All-in-all a fun weekend and a few decent finds, some I’ll flip and hope to give another woodworker some good deals, some will stay in the shop. The #2 and the #112, stays in the shop, and the Sargent block; well I’ve grown an unhealthy liking for Sargent blocks. The sickness grows.

New knob for a Stanley #1

There is a tool dealer I run into almost every flea market I go to. We often spend a lot of time talking tools and he’s help me find new places to pick. He’s really not a woodworker, and he doesn’t restore, just cleans them up typically. He mentioned he had a Stanley #1 that was missing the knob. So I turned him one. Here it is on my #1.

Not really a Handyman #3

This was bought on ebay as a handyman #3

As I started stripping it and as it unfolded I became a bit confused. Having never had a Handyman before, it took a while to sink it. I have what appears to be a type 5 – #3 with a handyman cap and a type 10 or 11 v shaped logo iron. SWEET.

Just find a cap of the right vintage, and now it looks better.

Saving the Stanley #48

After a lot of looking I finally purchased a Stanley #48. As many of you know, I look for the rust. Here is how it came.




So the first thing I did was soak it in evapo-rust. I was hoping the soaking would loosen some of the screws and parts. I had removed the knob before immersing it in the bath.


It soaked over night and in the morning I came out looking like this.



I took it completely apart and  took to wire brushing all the parts.


I hit the brass nut with the buffing wheel.


I then sanded the knob, Starting with 60 grit up through 500.


I laid out the part, sharpened the irons and oiled each piece.


Now I put it all back together.


All That is left is trying it out.


After the first run I realized I had the blades in backward.
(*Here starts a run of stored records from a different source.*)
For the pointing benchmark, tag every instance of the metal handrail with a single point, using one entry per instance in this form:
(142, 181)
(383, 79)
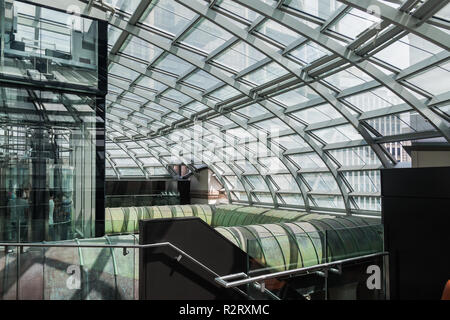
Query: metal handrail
(125, 252)
(327, 266)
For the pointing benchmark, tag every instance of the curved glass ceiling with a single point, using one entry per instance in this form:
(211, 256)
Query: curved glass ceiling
(291, 103)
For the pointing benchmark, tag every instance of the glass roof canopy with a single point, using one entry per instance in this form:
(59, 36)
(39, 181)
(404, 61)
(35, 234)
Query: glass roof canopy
(290, 103)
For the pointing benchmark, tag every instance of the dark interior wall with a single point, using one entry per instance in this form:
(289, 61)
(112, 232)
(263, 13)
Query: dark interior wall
(416, 216)
(163, 276)
(123, 187)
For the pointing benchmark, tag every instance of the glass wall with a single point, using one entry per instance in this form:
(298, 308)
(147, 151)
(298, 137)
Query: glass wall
(47, 165)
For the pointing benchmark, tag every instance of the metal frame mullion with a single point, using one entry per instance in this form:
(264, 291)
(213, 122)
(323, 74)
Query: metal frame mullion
(334, 46)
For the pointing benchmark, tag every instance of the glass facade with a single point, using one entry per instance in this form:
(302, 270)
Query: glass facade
(298, 109)
(51, 124)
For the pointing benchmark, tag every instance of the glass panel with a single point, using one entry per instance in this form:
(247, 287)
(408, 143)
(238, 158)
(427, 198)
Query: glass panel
(296, 96)
(168, 16)
(321, 182)
(47, 139)
(364, 181)
(202, 80)
(257, 182)
(309, 52)
(266, 73)
(206, 36)
(338, 134)
(354, 22)
(321, 8)
(138, 48)
(407, 51)
(431, 80)
(278, 32)
(173, 65)
(240, 56)
(285, 182)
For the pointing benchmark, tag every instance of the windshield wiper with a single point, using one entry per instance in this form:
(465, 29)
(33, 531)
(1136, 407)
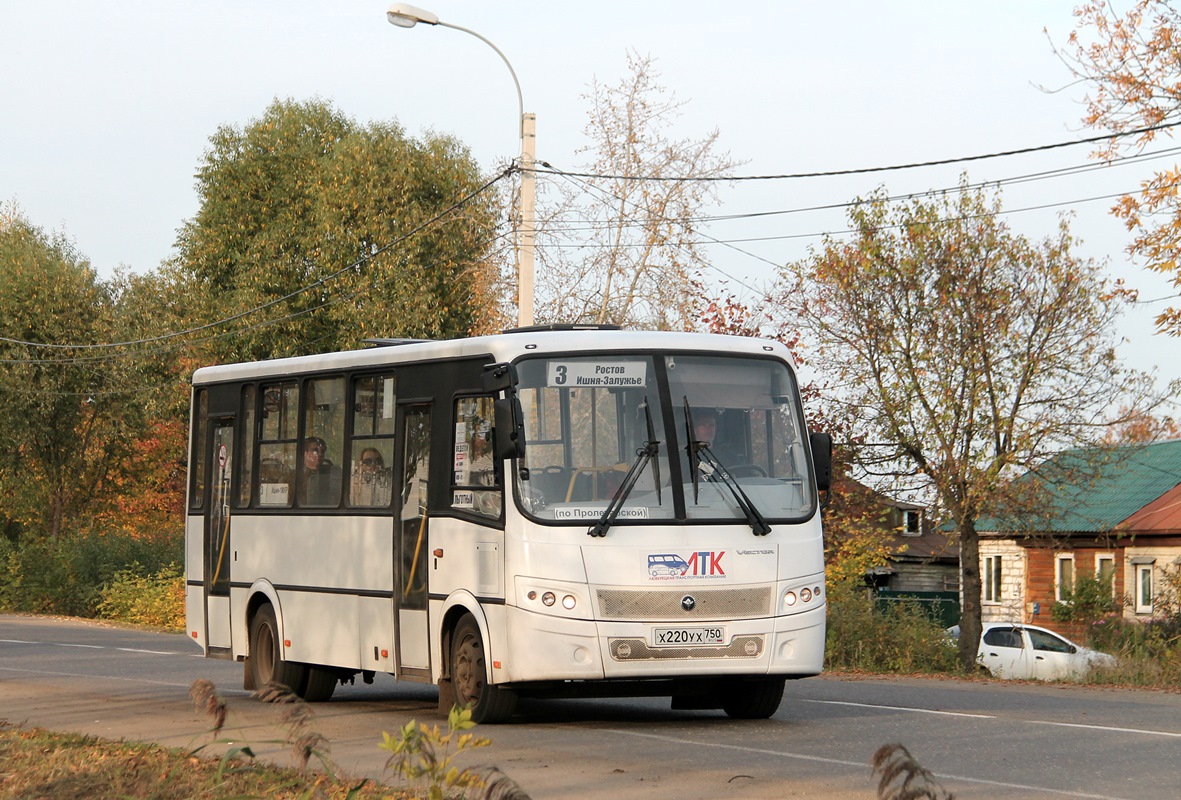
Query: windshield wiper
(644, 455)
(702, 459)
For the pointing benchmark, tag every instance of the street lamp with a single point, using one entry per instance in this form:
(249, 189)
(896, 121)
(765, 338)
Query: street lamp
(408, 17)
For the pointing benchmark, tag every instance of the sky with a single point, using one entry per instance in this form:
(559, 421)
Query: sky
(108, 108)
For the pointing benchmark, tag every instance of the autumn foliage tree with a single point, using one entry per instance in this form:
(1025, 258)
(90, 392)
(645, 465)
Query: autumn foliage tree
(317, 232)
(966, 352)
(1131, 63)
(69, 414)
(618, 246)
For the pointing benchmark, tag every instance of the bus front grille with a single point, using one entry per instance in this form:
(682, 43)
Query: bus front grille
(631, 649)
(654, 605)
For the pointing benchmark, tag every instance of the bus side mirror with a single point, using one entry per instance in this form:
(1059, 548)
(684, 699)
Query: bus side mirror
(822, 460)
(498, 377)
(509, 424)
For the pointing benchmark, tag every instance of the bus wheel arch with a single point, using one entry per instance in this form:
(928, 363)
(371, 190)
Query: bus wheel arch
(469, 675)
(265, 665)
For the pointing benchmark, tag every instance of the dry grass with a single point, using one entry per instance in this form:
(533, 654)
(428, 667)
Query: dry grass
(52, 766)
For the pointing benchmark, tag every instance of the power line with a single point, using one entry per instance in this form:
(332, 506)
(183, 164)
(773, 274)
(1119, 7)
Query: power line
(862, 170)
(901, 197)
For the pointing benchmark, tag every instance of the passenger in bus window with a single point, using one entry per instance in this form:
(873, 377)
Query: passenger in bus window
(705, 429)
(372, 482)
(320, 483)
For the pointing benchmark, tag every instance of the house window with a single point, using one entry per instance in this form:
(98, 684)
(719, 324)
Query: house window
(992, 579)
(1143, 589)
(912, 522)
(1064, 578)
(1104, 570)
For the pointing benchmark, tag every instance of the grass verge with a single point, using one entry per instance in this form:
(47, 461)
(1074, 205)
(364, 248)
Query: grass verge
(56, 766)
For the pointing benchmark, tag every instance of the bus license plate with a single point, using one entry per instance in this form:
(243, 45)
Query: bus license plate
(680, 637)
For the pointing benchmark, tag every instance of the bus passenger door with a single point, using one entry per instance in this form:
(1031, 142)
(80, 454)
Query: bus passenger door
(411, 542)
(220, 466)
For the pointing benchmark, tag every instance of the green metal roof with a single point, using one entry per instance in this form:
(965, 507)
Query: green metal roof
(1094, 490)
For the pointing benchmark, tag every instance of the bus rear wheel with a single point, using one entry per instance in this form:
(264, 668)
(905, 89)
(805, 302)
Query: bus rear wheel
(266, 663)
(321, 682)
(469, 676)
(752, 700)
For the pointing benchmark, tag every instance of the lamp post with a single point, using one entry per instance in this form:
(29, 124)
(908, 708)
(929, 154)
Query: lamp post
(406, 15)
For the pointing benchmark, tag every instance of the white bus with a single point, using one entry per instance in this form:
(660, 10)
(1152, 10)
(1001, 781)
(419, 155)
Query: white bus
(546, 512)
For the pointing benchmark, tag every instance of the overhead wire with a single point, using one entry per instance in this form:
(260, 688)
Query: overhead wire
(868, 170)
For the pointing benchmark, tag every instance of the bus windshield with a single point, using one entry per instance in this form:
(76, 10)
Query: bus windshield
(731, 440)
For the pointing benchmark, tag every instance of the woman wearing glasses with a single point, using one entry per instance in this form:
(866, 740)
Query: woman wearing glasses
(371, 483)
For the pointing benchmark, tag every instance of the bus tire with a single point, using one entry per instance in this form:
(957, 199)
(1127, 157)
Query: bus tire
(320, 684)
(266, 662)
(752, 700)
(488, 703)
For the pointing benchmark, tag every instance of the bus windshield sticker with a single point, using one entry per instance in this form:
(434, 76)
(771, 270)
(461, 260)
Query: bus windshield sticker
(581, 513)
(596, 375)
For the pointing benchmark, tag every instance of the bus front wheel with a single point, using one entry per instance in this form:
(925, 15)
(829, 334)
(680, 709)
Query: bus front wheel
(752, 700)
(469, 676)
(266, 663)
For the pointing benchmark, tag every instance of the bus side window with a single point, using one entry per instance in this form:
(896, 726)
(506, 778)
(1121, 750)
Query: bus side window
(197, 455)
(324, 422)
(278, 444)
(246, 448)
(476, 482)
(372, 447)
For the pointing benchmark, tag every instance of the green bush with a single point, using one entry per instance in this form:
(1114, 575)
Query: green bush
(1088, 600)
(66, 577)
(899, 637)
(156, 600)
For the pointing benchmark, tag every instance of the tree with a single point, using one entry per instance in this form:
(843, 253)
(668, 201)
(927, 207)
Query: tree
(321, 232)
(67, 414)
(1133, 64)
(966, 352)
(630, 225)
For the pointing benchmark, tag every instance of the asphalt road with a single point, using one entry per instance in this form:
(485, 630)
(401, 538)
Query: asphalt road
(982, 739)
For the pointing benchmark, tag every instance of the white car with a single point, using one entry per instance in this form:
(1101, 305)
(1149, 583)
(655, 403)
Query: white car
(1011, 650)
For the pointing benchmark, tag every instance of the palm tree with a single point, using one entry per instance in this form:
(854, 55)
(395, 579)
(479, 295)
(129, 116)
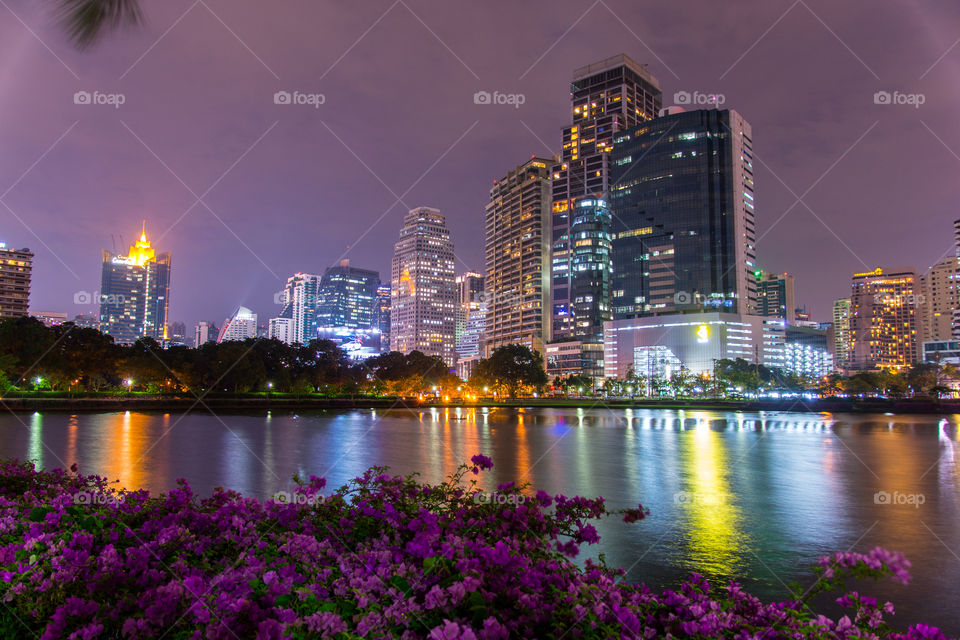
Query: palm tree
(85, 21)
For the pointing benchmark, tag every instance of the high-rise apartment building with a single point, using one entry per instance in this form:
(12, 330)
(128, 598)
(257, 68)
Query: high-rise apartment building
(423, 290)
(240, 326)
(299, 300)
(775, 296)
(841, 333)
(940, 300)
(683, 215)
(347, 297)
(15, 268)
(607, 98)
(518, 257)
(135, 293)
(884, 323)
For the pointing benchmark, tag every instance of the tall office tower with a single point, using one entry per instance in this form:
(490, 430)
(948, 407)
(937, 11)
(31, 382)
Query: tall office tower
(775, 296)
(239, 326)
(683, 187)
(940, 300)
(299, 300)
(607, 97)
(518, 257)
(203, 333)
(469, 298)
(841, 333)
(135, 293)
(383, 316)
(884, 324)
(347, 297)
(590, 268)
(423, 291)
(15, 268)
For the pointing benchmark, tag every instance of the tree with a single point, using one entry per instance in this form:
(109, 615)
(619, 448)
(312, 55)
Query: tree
(512, 368)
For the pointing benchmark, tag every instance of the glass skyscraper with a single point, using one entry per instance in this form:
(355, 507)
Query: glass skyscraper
(683, 215)
(135, 293)
(607, 98)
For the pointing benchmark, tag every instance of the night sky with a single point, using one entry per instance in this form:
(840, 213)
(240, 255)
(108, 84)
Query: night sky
(244, 192)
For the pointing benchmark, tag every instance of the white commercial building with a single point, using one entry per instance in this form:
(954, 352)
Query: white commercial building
(659, 345)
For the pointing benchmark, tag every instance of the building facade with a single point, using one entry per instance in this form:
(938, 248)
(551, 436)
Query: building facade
(683, 215)
(423, 293)
(16, 267)
(660, 345)
(240, 326)
(607, 97)
(518, 257)
(884, 323)
(135, 293)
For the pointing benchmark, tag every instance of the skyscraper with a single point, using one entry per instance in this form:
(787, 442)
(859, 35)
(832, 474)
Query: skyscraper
(775, 296)
(15, 269)
(239, 326)
(884, 324)
(347, 297)
(299, 300)
(683, 188)
(423, 291)
(841, 333)
(607, 98)
(135, 293)
(518, 257)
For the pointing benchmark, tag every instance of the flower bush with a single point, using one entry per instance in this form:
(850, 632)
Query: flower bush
(383, 556)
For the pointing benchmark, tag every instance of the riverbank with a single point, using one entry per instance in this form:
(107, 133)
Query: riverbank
(260, 402)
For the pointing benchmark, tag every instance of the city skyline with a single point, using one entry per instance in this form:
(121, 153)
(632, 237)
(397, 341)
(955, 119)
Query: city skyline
(167, 158)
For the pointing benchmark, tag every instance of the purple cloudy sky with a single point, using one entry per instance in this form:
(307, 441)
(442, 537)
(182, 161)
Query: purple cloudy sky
(244, 192)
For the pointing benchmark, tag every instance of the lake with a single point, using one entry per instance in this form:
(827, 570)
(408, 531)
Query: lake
(752, 496)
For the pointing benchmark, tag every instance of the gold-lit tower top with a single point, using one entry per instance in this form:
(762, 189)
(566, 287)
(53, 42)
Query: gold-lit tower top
(141, 252)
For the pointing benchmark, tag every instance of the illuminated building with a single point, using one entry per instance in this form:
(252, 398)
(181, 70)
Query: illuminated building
(941, 299)
(841, 333)
(694, 341)
(683, 229)
(775, 296)
(383, 315)
(135, 293)
(517, 257)
(203, 333)
(299, 300)
(16, 266)
(347, 298)
(884, 322)
(607, 98)
(240, 326)
(423, 293)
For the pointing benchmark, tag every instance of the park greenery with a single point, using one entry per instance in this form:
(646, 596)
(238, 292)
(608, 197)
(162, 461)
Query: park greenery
(76, 361)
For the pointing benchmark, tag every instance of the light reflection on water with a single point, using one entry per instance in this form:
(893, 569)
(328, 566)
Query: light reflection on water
(752, 496)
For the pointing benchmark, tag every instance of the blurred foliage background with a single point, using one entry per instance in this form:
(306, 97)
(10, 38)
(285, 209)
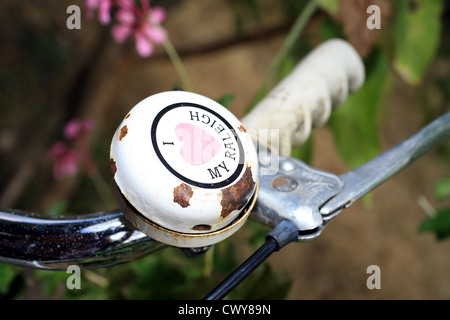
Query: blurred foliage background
(50, 75)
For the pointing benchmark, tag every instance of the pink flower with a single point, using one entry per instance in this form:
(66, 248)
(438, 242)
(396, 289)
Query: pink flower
(104, 9)
(75, 127)
(66, 161)
(144, 23)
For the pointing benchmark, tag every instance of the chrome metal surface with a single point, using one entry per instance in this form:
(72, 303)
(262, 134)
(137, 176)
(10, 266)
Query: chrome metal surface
(91, 241)
(365, 178)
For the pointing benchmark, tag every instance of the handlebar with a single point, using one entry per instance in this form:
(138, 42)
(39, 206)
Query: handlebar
(91, 241)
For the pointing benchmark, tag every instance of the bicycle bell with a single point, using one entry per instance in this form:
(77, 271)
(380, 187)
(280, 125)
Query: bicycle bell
(185, 169)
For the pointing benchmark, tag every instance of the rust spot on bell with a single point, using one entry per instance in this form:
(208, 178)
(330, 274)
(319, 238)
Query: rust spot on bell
(123, 132)
(237, 196)
(113, 166)
(182, 194)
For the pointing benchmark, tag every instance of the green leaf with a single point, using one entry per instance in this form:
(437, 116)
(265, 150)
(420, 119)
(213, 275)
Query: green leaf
(354, 124)
(417, 34)
(439, 224)
(442, 188)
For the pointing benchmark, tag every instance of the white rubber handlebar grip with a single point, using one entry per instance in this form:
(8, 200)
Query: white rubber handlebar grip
(305, 98)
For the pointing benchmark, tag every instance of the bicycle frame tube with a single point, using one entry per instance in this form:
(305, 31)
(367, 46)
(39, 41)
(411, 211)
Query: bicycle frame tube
(91, 241)
(106, 238)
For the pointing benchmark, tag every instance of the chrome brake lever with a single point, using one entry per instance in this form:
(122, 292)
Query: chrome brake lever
(311, 198)
(290, 189)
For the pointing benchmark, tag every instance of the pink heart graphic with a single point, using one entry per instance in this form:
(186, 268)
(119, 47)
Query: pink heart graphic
(198, 145)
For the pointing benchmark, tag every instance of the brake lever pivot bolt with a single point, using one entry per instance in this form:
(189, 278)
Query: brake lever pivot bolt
(185, 169)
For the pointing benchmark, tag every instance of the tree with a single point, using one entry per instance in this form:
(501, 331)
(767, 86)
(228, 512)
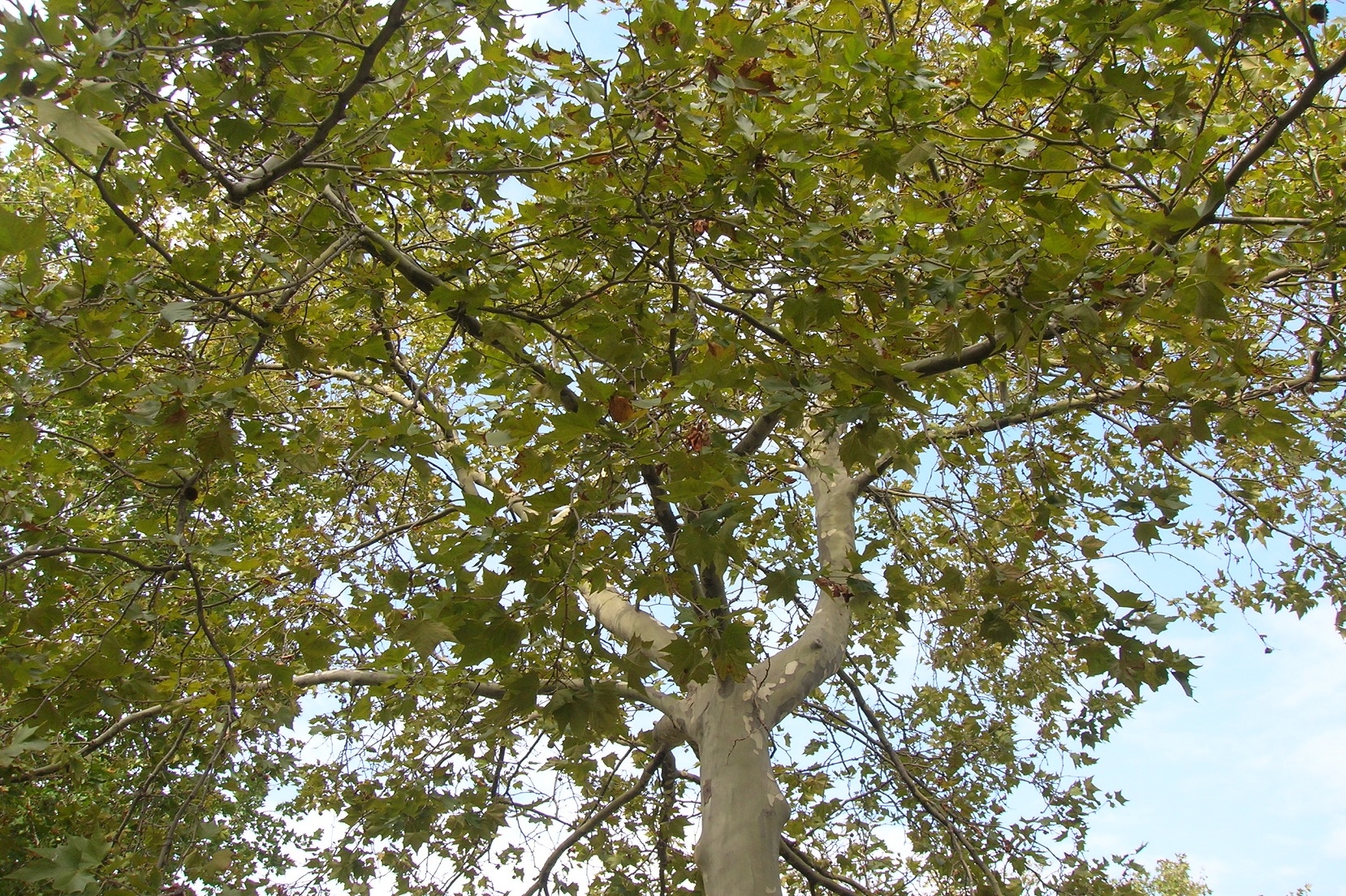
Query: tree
(728, 442)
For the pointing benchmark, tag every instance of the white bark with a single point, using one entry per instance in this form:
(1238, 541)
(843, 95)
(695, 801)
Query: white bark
(791, 674)
(744, 812)
(742, 808)
(629, 624)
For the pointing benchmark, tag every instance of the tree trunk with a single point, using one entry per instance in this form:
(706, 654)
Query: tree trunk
(742, 809)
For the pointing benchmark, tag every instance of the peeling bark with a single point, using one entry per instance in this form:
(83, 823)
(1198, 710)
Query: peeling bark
(744, 810)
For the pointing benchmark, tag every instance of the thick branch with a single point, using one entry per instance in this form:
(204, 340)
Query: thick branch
(595, 820)
(944, 364)
(814, 873)
(1264, 144)
(278, 167)
(792, 673)
(629, 624)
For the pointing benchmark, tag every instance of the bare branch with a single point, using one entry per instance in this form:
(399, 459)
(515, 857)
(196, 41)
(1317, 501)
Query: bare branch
(1264, 144)
(629, 624)
(595, 820)
(814, 873)
(276, 167)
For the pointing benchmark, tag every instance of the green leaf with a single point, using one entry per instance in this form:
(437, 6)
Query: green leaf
(22, 743)
(20, 235)
(84, 131)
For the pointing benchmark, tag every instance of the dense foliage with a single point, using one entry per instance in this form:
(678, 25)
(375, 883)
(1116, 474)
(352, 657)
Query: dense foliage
(350, 349)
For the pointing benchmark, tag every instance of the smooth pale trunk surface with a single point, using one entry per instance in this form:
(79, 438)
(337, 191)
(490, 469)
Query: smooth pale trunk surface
(742, 809)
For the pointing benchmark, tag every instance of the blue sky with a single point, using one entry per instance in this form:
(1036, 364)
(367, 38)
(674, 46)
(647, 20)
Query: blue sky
(1248, 778)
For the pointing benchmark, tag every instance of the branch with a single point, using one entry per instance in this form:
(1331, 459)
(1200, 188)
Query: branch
(356, 677)
(595, 820)
(944, 364)
(812, 872)
(24, 556)
(758, 433)
(275, 167)
(792, 673)
(629, 624)
(429, 282)
(914, 786)
(1266, 143)
(507, 171)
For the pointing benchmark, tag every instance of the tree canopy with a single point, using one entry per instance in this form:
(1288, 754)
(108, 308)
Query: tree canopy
(765, 408)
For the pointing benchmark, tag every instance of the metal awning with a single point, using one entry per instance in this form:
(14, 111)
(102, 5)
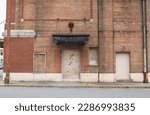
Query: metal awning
(70, 38)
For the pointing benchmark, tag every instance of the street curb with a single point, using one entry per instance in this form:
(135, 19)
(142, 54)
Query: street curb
(76, 85)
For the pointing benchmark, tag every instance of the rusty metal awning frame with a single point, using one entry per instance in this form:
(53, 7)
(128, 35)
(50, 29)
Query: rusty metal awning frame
(70, 38)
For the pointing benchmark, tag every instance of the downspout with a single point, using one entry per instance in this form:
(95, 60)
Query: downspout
(98, 37)
(144, 30)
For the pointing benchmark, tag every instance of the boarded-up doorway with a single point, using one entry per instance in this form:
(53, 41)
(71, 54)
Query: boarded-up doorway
(39, 63)
(122, 66)
(71, 64)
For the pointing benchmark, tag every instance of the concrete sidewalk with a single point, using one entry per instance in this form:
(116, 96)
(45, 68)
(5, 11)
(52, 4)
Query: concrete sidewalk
(75, 85)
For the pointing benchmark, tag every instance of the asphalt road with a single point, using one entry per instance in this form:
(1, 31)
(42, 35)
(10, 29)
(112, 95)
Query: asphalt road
(33, 92)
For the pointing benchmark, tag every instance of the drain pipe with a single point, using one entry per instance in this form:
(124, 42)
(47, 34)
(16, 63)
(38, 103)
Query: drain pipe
(98, 37)
(144, 29)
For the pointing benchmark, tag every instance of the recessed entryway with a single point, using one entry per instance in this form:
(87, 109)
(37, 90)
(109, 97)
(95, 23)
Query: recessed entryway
(71, 64)
(122, 66)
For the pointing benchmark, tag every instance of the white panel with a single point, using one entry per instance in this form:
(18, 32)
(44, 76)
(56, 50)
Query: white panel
(89, 77)
(71, 64)
(107, 77)
(122, 66)
(137, 77)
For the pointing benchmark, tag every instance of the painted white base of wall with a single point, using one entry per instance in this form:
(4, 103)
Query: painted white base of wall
(89, 77)
(107, 77)
(34, 77)
(84, 77)
(137, 77)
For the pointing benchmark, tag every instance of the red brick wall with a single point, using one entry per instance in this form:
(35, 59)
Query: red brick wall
(21, 55)
(120, 31)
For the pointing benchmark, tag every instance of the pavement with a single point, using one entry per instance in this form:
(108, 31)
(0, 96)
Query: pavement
(74, 84)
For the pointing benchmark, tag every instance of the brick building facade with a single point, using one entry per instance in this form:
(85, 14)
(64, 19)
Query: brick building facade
(76, 40)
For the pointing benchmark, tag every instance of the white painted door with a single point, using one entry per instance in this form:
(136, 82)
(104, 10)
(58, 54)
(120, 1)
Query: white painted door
(122, 66)
(71, 64)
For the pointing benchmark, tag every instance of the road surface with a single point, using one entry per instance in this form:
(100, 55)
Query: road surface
(47, 92)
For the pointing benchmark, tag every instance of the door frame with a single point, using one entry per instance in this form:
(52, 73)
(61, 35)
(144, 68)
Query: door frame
(129, 54)
(62, 61)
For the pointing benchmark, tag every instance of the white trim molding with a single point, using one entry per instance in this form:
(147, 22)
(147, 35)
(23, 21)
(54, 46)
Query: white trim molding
(84, 77)
(34, 77)
(21, 33)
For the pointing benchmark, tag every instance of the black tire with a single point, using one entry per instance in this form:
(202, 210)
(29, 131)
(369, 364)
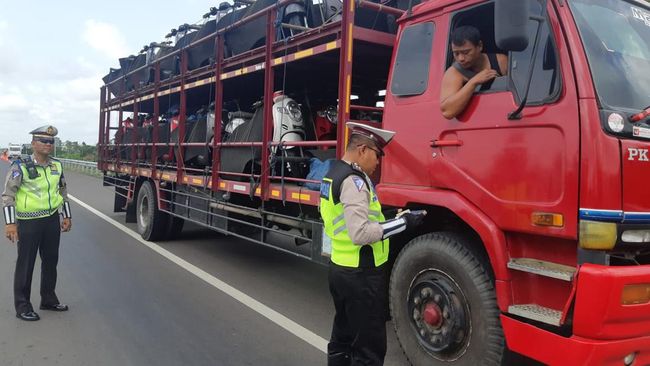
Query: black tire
(152, 223)
(443, 304)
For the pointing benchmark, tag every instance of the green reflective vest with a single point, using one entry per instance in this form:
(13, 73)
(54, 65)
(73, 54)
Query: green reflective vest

Switched them around and kept on making shavings.


One more plane to add to the till.


My Stanley 120 restore.

More Block Plane Articles and restores.

Another block plane I think the adjuster is cool on. I believe this is a Type 2.

A Type 1 has a 5-point star cap and a raised receiver for the front knob. The front knob is made from applewood on a type 1.

I liked the bronze look so I did not repaint it.